This new years eve marks our 15th without you and as I sit here and write this i am forever thankful for all the time we got with you. I have vivid memories of spending endless hours at your house eating 'Grandpa Soup', making sand pies at the table on the deck as I played in the sandbox and ringing the doorbell at my house on Halloween to get candy from you
.Grandma passed away eight years before you and you were left to do so many things alone that you should have done with her. You always did an amazing job playing the roll of both grandparents,that had to be really tough.Thank you for being so strong and for filling two pairs of shoes your own and hers.It means so much to me to have you in all of my memories of Halloween. Thank you for coming over to spend time with us and hand out candy so Mom and Dad could take us out Trick or Treating.I think of you on Halloween every year and how much you enjoyed doing that.

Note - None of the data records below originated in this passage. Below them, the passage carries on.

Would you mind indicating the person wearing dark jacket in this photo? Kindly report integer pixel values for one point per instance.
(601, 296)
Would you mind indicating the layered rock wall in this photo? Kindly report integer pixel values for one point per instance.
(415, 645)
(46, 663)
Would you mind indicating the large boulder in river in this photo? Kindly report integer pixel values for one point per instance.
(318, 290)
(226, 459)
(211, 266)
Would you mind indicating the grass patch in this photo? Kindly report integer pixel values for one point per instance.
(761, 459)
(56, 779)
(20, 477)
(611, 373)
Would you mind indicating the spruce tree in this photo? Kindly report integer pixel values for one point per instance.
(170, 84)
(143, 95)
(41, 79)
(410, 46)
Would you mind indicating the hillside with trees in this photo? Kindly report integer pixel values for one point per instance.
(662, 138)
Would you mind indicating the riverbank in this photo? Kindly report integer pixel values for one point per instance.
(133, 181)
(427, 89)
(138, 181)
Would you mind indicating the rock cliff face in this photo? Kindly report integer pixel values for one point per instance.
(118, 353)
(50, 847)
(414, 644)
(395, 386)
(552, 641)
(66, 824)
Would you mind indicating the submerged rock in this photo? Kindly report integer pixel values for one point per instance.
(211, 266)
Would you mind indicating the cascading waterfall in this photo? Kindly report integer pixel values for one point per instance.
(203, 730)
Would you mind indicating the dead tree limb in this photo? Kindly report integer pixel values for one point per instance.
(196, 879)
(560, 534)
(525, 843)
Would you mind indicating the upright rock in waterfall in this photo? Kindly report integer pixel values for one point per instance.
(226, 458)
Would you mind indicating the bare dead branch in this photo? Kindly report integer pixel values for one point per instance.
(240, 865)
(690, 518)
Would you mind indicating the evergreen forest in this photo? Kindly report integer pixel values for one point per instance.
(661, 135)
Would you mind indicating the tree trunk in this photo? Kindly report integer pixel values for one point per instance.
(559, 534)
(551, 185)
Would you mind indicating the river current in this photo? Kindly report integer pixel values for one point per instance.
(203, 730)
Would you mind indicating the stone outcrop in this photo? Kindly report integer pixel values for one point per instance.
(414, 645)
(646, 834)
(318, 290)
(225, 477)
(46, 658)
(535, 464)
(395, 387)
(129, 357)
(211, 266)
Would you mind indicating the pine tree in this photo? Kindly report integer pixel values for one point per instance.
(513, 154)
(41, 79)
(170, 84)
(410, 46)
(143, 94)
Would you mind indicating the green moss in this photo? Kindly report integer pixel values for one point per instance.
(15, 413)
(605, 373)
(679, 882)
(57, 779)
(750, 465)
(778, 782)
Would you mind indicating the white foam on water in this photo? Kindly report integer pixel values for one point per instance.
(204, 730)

I actually think of you quite often it's not just on Halloween. It's every time I eat Ramen noodles, wear your sweater, eat your Mac and Cheese or listen to my stereo that is hooked up to your speakers.
In our house Ramen noodles are not Ramen noodles they are 'Grandpa Soup' and at 26 years old I still call them that. I will probably always think of you when I make it because it was something I had at your house for lunch every time i was there with you. Oh, and in case you're wondering I still put one ice cube in my bowl.
The speakers I have hooked up to my stereo have lasted through three generations and they are still playing beautifully. They were yours,then my moms and then they were passed to my sister and myself.It makes me happy that they still work and I am so glad that they have been so well taken care of.
I can now make your mac and cheese and not screw it up, although I'm convinced that it's not the same but someday I will get it just right and know that you are smiling down from heaven.
I wish you could have been with my sister and I as we graduated from high school and college but I know you and Grandma were watching proudly from Heaven. If you had been here you would have probably been sitting front and center.
Even though you are gone you are still with me everyday as many of your beautifully wood crafted pieces sit in my childhood home. I remember the few time times I got to watch you work in your shop and how amazed I was at what you could do. My doll houses will always be my favorite thing you have created.That is because they were built for me out of love. Your truly were a master craftsman!